Quantum computing

Given the news from Google, here’s some helpful context in deciding whether this is a big deal or not.

  1. Qubits utilise quantum mechanics and can literally exist in superposition, allowing them to be both ‘on’ and ‘off’ simultaneously.
  2. Quantum computers excel in solving tasks classical computers cannot, like complex simulations and optimisations.
  3. Classical computers are more efficient for basic arithmetic and general-purpose tasks.
  4. Quantum computers rely on classical systems for tasks like control, error correction, and data management. Transistor density in traditional computers is not a bottleneck for quantum computing.
  5. Quantum computers can simulate molecular interactions, enabling breakthroughs in fields like drug discovery.
  6. Quantum computers have successfully simulated small molecules, validating their potential for real-world quantum behaviour.
  7. Simulating highly complex systems remains beyond current quantum capabilities.
  8. Large-scale quantum computers are decades away, with significant technical hurdles to overcome.
  9. Quantum computers complement classical systems rather than replacing them.
  10. Simulating a 50,000-atom system would require tens of thousands of qubits. Today’s largest quantum computers have less than 2K qubits. A glass of water contains 25 septillion atoms.
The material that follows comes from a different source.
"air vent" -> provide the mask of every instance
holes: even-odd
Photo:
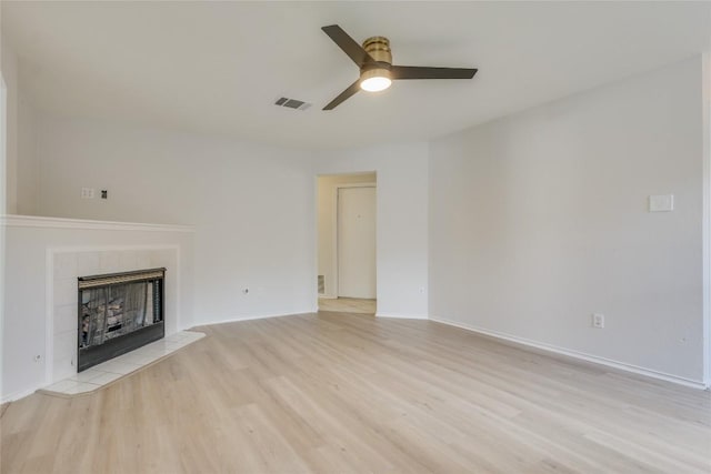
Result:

Now, consider how big a computer would need to be to create a simulation like The Matrix.
  11. Scaling qubits and maintaining quantum coherence is one of quantum computing’s major challenges.
  12. Scaling seems impossible today but In the 1960s, we would’ve been shocked to learn that transistors, once measured in millimetres, would shrink to the nanometre scale today. For example, transistors in the 1960s were around 10,000 nanometres, whereas modern processors feature transistors as small as 3 nanometres—over 3,000 times smaller.
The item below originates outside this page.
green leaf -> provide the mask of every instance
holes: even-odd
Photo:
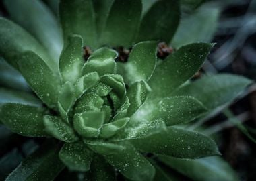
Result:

  13. The brain operates more like a classical computer despite being governed by quantum physics at its lowest level.
  14. Quantum effects influence classical computers but are not exploited for computation as in quantum systems.
  15. Quantum advancements are much slower than Moore’s Law for classical computing due to technical complexity.
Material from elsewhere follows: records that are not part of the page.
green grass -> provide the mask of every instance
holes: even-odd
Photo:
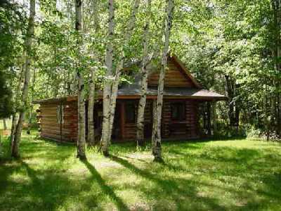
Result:
[[[5,150],[8,143],[4,143]],[[24,136],[0,162],[0,210],[281,210],[281,146],[245,139],[113,144],[111,158]]]
[[[12,124],[12,120],[11,119],[6,119],[6,124],[7,124],[8,129],[11,129]],[[4,129],[4,124],[3,120],[0,120],[0,129]]]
  16. Quantum computing’s primary promise is simulating nature accurately, particularly at molecular and atomic levels.
  17. Quantum systems rely on error correction and stabilisation techniques, increasing qubit requirements further.
  18. Quantum computing would enhance AI in optimisation, data analysis, and solving computationally intense problems.

Based on this, I view Google’s achievement as something like the 100th step of a 100,000-step journey towards something truly world changing, so I’m not buying Google stock this week.